Residents of Tripunithura recall how the seat of the old Maharaja of Kochi was brought down piece by piece.
Here is a monument to official apathy. All that a visitor to the Puthen Bungalow Palace sees is wild growth. Under the thick foliage of decades of governmental neglect lies the seat of the old Maharaja of Kochi, which was graciously handed over to the new Republic by the old rulers of the kingdom. It was here that the ruler met the people.
As the creepy climbers keep the rusty gate locked, the access to the old palace is through a hole in the wall on the western side. Inside the plot, what is left of the structure is just a few brick and mortar scars on the riotous green overgrowth.
The wooden beams on a wall here and some broken windows and arches there remind the old timers of a beautiful palace with a landscaped garden. The palace, built about 140 years ago, was intact till it was given to the government for safekeeping for the posterity.
“We used to enjoy playing at the palace grounds,” recalled Dr. Nirmala Thampuran, secretary of the Valiya Thampuran Kovilakam (VTK) Trust that manages the common properties for the former ruling family of Kochi.
The palace’s driveway had once skirted a beautiful lotus pond and a manicured garden that had some rare flowers, she remembered. Built in the Dutch architectural style by the British, the imported Italian tiles lent an air of opulence while the brass sheets and locks on the doors made it look imperious.
It had a small durbar hall for the Valiya Thampuran (the ruler) to meet the people, explained R.V. Kunjappan Thampuran, president of the Palace Administration Board. The stairs around the main entrance used to be the way up to the first floor and then the terrace, which had a grand view of Tripunithura. The well-appointed guard room to the left of the gate too is just a memory, now.
Rama Varma, known as the ruler who died in the Malayalam month of Mithuna, had got it built during his 24-year term, which was perhaps one of the longest between 1864 and 1888.
Staying at the Bungalow Palace, a wholly Dutch building that had living space only on the first floor, the ruler got the new palace built.
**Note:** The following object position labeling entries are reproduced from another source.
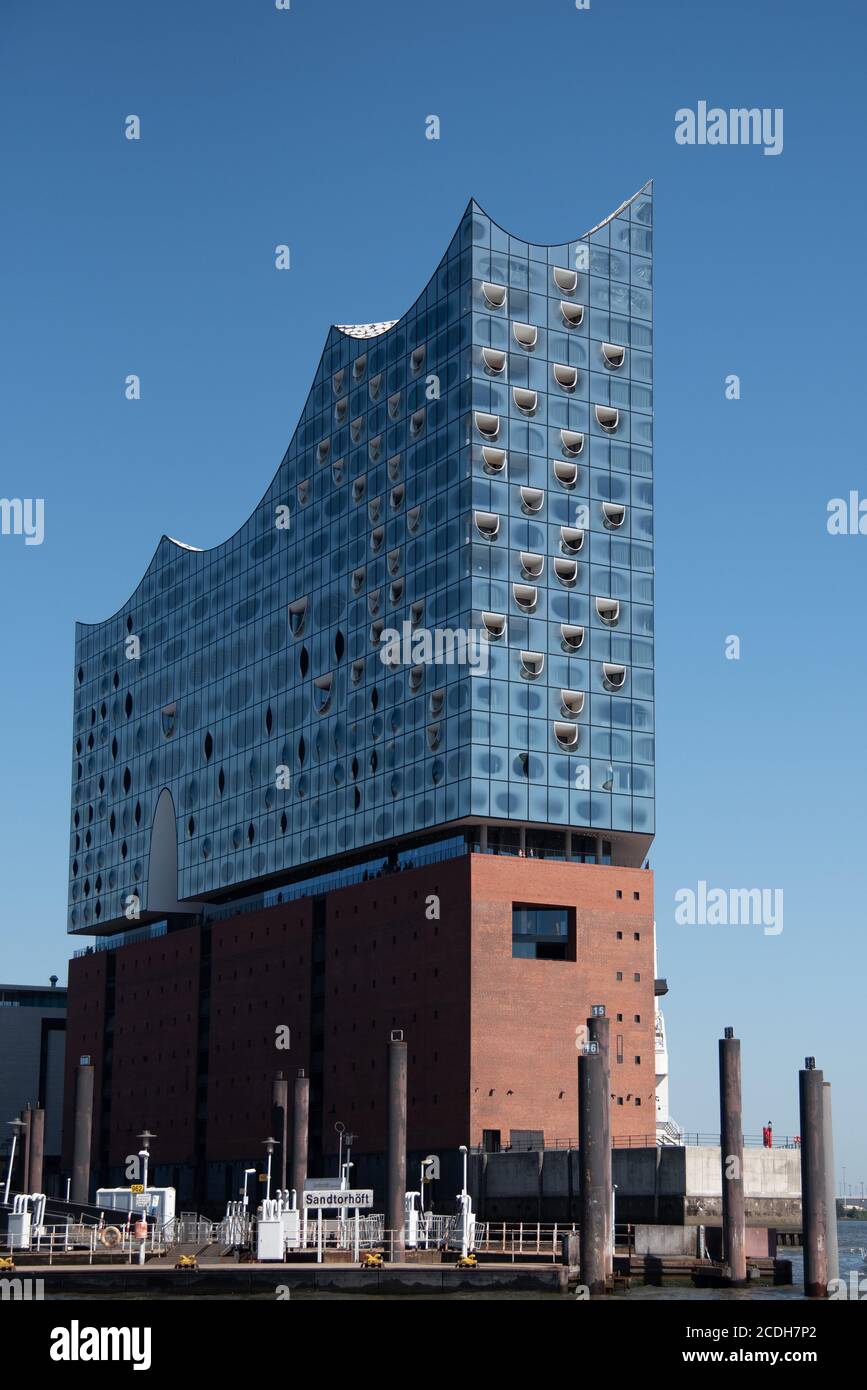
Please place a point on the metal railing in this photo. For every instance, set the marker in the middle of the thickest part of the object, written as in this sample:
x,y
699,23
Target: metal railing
x,y
642,1141
86,1237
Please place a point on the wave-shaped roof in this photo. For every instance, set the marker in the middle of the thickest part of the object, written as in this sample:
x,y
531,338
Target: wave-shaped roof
x,y
375,330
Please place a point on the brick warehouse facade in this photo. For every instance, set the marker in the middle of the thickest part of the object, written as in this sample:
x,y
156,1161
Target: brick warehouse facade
x,y
182,1027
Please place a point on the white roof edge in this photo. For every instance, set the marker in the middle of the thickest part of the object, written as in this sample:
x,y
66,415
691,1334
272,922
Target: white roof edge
x,y
367,330
182,545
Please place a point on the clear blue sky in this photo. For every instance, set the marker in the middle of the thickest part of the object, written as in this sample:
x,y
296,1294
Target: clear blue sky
x,y
306,127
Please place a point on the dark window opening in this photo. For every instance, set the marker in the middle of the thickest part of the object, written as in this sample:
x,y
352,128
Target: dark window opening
x,y
542,933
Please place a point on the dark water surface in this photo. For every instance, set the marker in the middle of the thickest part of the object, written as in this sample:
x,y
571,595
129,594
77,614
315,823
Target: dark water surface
x,y
852,1236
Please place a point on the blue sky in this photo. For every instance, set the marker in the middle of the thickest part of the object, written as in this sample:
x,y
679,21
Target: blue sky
x,y
307,127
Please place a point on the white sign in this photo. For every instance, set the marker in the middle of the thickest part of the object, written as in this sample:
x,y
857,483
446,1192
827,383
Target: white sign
x,y
361,1197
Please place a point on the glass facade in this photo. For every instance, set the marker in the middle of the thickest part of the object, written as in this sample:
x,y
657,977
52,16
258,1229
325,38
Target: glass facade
x,y
482,469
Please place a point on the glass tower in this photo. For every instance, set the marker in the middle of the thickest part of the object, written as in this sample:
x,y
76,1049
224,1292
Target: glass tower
x,y
438,620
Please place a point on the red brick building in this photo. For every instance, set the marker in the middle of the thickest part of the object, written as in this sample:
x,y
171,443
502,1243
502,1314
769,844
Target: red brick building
x,y
184,1027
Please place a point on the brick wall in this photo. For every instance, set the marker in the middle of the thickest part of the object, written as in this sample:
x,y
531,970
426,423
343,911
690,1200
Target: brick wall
x,y
525,1012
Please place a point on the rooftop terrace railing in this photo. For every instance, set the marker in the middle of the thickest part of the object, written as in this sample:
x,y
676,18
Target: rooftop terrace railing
x,y
689,1139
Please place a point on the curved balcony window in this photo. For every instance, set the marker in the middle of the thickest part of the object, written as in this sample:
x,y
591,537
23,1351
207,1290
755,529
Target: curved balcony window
x,y
525,334
493,293
298,616
571,637
571,442
525,597
607,417
486,524
493,460
571,538
532,665
566,734
321,692
571,314
493,624
571,704
614,514
493,359
564,280
486,426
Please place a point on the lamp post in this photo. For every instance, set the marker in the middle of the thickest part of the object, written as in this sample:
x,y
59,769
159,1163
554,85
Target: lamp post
x,y
15,1126
270,1146
248,1171
145,1155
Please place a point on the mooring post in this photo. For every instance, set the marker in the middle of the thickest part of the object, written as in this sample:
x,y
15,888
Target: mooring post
x,y
82,1132
300,1119
830,1183
25,1147
396,1143
595,1166
599,1032
813,1186
731,1158
36,1150
279,1107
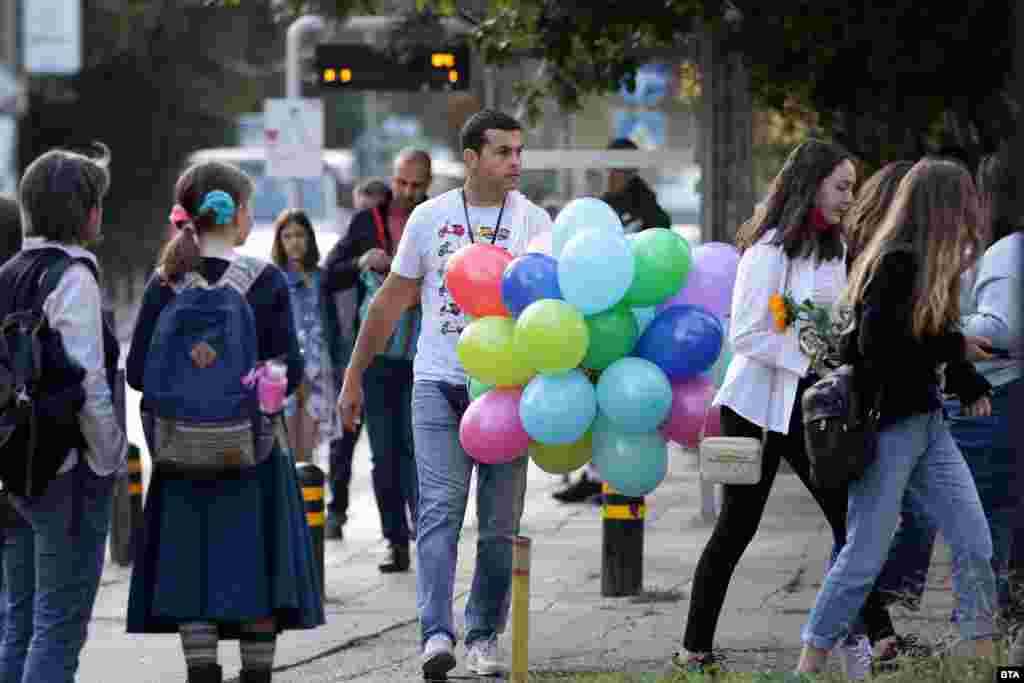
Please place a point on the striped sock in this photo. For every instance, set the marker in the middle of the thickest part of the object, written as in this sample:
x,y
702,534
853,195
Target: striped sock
x,y
199,642
257,648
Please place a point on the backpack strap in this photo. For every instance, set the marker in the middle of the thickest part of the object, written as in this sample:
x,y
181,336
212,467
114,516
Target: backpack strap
x,y
243,273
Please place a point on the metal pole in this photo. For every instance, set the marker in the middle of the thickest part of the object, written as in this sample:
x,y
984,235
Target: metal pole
x,y
308,26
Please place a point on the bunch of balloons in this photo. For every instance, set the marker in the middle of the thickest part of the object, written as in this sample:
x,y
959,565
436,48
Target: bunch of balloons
x,y
594,344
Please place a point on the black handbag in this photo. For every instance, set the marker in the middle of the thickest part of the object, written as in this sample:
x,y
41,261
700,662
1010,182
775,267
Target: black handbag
x,y
841,430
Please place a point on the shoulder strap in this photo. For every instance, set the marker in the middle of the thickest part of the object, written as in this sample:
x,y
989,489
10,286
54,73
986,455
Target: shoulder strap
x,y
243,272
And that was the reason why it was called the new palace or the Puthen Bungalow.
The government kept to itself the Puthen Bungalow when the ruling family’s assets were partitioned. For long, the fine arts department of the then RLV College of music functioned out of this palace, till time brought the structure down with the authorities showing their disrespect to a building that witnessed so much of Kochi’s history. It is just a matter of time before the remaining skeletal ruins too come crushing down, point out the members of the Kochi royal family.
Efforts, no doubt, were made to retain the structure before elements consumed it. P.K. Gopi, archaeology expert who for long was the Hill Palace Museum curator, had in 1992 submitted a report on conserving the Puthen Bungalow Palace.
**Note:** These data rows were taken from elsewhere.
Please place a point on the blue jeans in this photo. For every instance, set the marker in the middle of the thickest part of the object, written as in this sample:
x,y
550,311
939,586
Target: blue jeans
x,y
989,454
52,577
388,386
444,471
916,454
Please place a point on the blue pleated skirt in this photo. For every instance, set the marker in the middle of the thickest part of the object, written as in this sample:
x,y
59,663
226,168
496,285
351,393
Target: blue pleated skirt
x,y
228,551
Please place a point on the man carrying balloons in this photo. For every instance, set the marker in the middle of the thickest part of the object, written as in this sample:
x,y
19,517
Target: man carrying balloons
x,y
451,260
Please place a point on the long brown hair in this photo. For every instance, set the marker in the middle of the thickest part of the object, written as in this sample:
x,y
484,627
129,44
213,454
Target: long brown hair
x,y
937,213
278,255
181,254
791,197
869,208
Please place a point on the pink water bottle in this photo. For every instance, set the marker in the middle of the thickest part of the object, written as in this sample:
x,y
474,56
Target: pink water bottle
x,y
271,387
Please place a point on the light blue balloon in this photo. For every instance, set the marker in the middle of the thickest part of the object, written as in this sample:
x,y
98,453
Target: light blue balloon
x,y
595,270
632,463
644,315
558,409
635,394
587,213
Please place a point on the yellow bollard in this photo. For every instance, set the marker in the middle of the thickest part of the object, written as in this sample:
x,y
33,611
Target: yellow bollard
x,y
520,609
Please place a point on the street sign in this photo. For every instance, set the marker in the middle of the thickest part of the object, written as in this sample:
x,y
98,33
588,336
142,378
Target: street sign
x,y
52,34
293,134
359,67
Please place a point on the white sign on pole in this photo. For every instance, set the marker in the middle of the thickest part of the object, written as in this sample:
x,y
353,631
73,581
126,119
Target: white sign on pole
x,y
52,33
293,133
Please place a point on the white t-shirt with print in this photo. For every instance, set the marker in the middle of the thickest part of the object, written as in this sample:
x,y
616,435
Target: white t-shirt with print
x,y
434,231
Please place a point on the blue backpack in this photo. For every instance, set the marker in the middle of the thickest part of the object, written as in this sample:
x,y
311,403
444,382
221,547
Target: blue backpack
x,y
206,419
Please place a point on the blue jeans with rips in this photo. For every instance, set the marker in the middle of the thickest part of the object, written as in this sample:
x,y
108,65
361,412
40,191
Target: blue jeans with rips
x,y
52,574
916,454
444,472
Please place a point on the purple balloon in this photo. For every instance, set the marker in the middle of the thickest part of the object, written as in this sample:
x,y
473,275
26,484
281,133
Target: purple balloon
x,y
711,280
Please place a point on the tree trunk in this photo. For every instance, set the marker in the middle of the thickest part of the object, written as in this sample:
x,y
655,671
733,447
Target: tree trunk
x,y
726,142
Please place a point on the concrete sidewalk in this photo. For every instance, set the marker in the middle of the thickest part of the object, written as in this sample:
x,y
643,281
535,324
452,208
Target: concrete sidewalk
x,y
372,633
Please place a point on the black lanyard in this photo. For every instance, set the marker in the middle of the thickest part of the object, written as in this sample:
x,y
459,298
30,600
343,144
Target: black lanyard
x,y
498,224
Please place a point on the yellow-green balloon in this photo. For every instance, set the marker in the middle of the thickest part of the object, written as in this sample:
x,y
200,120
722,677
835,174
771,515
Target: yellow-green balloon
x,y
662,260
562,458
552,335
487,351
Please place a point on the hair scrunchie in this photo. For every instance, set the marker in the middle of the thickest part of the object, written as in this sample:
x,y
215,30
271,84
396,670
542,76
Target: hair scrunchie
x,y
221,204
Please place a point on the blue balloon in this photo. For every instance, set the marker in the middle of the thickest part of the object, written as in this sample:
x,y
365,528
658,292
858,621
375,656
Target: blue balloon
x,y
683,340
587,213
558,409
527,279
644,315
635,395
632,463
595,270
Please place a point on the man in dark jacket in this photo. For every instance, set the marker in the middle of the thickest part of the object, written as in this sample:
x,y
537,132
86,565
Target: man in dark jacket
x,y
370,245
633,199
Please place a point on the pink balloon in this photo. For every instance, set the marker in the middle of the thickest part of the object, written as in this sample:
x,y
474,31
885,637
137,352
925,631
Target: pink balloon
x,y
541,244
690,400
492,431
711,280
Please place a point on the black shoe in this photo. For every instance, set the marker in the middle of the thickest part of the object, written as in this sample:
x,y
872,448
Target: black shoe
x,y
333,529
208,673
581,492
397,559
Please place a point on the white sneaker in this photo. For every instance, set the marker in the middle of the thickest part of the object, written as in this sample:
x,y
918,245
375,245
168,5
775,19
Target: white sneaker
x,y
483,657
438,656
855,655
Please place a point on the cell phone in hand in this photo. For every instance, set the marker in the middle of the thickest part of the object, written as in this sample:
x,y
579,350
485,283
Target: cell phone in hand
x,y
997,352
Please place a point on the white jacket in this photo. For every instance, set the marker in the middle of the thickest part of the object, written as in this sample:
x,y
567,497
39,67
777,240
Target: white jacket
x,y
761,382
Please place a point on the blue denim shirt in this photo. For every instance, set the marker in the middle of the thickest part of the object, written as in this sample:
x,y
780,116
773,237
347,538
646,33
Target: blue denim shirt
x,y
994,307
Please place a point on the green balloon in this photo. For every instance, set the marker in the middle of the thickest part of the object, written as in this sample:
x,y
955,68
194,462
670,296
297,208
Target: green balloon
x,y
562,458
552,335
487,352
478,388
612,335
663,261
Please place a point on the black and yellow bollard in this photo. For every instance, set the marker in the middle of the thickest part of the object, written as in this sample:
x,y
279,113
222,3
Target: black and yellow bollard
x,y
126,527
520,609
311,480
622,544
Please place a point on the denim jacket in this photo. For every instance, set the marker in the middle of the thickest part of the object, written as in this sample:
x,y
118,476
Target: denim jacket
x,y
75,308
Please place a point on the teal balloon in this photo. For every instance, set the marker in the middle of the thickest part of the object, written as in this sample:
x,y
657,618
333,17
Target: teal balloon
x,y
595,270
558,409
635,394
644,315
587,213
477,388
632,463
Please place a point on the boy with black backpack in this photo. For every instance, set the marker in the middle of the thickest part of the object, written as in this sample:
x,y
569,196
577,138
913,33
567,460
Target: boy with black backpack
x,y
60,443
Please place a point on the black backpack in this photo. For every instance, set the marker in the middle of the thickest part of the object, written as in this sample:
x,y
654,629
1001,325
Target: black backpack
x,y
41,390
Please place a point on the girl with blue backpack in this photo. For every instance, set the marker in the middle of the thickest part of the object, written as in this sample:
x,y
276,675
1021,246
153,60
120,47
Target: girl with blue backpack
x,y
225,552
But the Department of Public Works, which was supposed to maintain the structure, struck it down saying that it was not feasible. Tripunithura residents still remember how the palace was brought down piece by piece.
Local miscreants vandalised it, stealing the Italian tiles, the brass locks on the doors and whatever else was of any use.
And the authorities watched nonchalantly, as if the past was of no consequence to them or to Tripunithura.